Recent cases involving the young Marwa and Ines but also Vincent Lambert are notable examples of these tense conflicts. The recent report recommends creating a telephone access for professionals confronted with such cases, to be able to discuss with a qualified external consultant, a professional mediator or an expert in ethical issues.

In particular, acknowledging that artificial nutrition and hydration is a treatment that can be stopped is “a delicate issue which is problematic to execute “. This is especially relevant for the most vulnerable individuals, such as patients with Alzheimer disease, or those in a pauci-relational condition. As the French National Union of Cranial Injuries (“UNAFTC”) has pointed out, artificial nutrition and hydration “constitute an integral part of the therapeutic and life plan for these patients. Thus it cannot be considered as unreasonable obstinacy, unless otherwise expressed by the patient’s advance directives or witnessed by the designated person of trust, or in the absence of the family or relatives, or in the event of complications.”
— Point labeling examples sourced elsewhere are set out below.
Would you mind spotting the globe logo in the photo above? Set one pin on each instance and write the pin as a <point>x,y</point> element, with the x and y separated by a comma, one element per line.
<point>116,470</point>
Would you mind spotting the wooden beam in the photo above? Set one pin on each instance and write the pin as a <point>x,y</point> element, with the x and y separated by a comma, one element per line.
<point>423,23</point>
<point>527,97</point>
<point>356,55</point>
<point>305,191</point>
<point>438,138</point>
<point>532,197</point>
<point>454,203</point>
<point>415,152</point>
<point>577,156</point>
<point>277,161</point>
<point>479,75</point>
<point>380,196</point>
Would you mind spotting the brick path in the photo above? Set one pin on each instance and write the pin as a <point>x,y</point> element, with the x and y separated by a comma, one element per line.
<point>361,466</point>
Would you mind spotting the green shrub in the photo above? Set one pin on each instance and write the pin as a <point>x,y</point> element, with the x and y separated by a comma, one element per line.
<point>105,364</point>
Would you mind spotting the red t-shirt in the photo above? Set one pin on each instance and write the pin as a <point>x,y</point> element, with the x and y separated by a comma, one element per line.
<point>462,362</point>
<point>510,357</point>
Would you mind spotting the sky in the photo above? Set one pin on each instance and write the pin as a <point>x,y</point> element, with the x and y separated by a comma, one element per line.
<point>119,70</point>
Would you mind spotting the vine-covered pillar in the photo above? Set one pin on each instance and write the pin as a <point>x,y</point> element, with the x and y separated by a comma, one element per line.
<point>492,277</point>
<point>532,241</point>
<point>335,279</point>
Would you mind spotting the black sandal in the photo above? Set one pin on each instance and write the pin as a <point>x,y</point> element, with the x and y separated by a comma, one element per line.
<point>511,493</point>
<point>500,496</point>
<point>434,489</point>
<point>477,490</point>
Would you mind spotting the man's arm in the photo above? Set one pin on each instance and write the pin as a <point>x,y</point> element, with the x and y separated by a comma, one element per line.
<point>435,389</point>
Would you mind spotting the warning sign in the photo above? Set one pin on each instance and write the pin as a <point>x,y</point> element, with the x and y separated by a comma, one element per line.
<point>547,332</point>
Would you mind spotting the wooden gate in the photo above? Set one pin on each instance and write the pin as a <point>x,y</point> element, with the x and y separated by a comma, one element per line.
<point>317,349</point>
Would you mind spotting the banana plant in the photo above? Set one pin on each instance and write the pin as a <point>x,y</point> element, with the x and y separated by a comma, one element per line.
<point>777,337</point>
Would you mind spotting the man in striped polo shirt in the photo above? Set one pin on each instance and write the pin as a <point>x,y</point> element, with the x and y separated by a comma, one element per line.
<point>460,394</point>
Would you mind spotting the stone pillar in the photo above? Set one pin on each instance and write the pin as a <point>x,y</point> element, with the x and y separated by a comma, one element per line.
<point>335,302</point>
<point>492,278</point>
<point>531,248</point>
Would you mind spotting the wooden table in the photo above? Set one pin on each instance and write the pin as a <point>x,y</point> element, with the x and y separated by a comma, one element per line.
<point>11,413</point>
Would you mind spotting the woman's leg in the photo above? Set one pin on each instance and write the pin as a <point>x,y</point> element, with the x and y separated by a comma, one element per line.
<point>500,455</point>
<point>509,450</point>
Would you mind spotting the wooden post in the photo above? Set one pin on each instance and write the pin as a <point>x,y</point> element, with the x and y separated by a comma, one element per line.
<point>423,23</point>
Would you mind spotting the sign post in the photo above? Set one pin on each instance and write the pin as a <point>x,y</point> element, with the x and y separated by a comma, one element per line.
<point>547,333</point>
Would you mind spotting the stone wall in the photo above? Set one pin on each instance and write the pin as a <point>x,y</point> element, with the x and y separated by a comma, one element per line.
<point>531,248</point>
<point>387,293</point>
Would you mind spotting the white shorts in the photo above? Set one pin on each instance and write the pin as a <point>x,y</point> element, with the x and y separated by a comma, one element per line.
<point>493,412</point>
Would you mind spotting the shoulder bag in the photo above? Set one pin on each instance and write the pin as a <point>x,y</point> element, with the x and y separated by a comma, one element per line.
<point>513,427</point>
Deep and continuous sedation until death

According to the hospital centers consulted, these requests are rare. A quantitative survey was launched by the National Center for Palliative and End-of-Life Care, which was challenged by the SFAP (French Society for Accompaniment and Palliative Care). More specific data should be available by the end of the year.

On March 15, 2018, the High Authority of Health (“HAS”) clarified the grey zones for implementing “deep and continuous sedation until death” by publishing recommendations and standard operating procedures. The authors were cautious to differentiate this exceptional type of sedation, from euthanasia, whose objective is to cause death. According to some teams interviewed, “this new right has fostered patient communication, sometimes leading to cancelling requests for euthanasia“. Several overall difficulties linger: “healthcare teams are expected to discern essential concepts such as refractory suffering, unbearable suffering, and life-threatening conditions in the short term, while also appropriately handling the current criteria for evaluation …»

As a conclusion, the rapporteurs insist that “each situation dealing with the end-of-life must always be considered as profoundly unique, painful and complex.»